Pac-12 Championship Game: Uneven Divisions Make Title Game a Formality

Michael Mill@@MikeMill23Senior Analyst IIIDecember 2, 2011

EUGENE, OR - DECEMBER 02 : Quarterback Darron Thomas #5 of the Oregon Ducks warms up before the Pac-12 Championship game between the UCLA Bruins and the Oregon Ducks at Autzen Stadium on December 2, 2011 in Eugene, Oregon. (Photo by Steve Dykes/Getty Images)
Steve Dykes/Getty Images

In the minds of many, the Pac-12 Championship Game was played on November 19th when the Oregon Ducks took on the USC Trojans.

The Trojans, who are banned from postseason play, are actually the top team in the Pac-12 South.

In my mind, the Pac-12 Championship Game was actually played on November 12th when Oregon took on the Stanford Cardinal.

However, the real game is tonight, and Oregon is actually taking on the UCLA Bruins.

The Bruins are 6-6 with a 5-4 record in conference play.

They are also 31.5-point underdogs in tonight's championship game.

This should stir up a little controversy when it comes to not only the Pac-12 but every other conference with split conferences.

The SEC, ACC and Big Ten all have divisions as well.

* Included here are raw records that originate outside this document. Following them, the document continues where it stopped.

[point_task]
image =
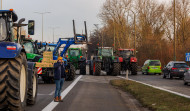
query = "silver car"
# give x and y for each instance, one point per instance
(187, 77)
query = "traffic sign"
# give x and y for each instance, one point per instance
(187, 57)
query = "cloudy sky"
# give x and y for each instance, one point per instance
(61, 16)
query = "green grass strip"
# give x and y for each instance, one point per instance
(152, 98)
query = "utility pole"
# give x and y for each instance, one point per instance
(114, 38)
(1, 4)
(42, 13)
(135, 33)
(174, 34)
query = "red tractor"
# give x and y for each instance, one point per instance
(129, 61)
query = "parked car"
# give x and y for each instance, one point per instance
(187, 77)
(175, 69)
(152, 67)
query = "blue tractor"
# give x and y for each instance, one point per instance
(18, 81)
(47, 73)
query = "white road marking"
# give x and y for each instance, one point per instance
(53, 104)
(176, 93)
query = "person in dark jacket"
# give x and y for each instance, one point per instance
(59, 77)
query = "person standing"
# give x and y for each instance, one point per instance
(59, 77)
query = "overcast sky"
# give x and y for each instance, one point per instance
(62, 14)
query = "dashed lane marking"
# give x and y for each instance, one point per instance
(53, 104)
(176, 93)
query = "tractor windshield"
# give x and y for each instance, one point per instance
(105, 52)
(29, 47)
(74, 52)
(50, 48)
(3, 29)
(126, 53)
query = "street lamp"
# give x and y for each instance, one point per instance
(53, 28)
(134, 32)
(42, 13)
(174, 34)
(1, 4)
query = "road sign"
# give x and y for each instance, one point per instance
(187, 57)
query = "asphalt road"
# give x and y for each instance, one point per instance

The championship game is between the top teams from each division in the conference.

Shouldn't the game actually be between the two best teams in the conference?

Imagine if that were the case this year.

Virginia Tech would still play Clemson in the ACC Championship. Wisconsin would still be taking on Michigan State in the Big Ten.

However, in this game Stanford would be playing Oregon in an exciting rematch. That would definitely capture more attention than the current matchup.

LSU would be playing Alabama in the SEC Championship.

Talk about changing up the entire scheme of things in the BCS Championship Game.

However, we can't change things now. We are stuck watching Oregon blow out the Bruins instead of getting a competitive game.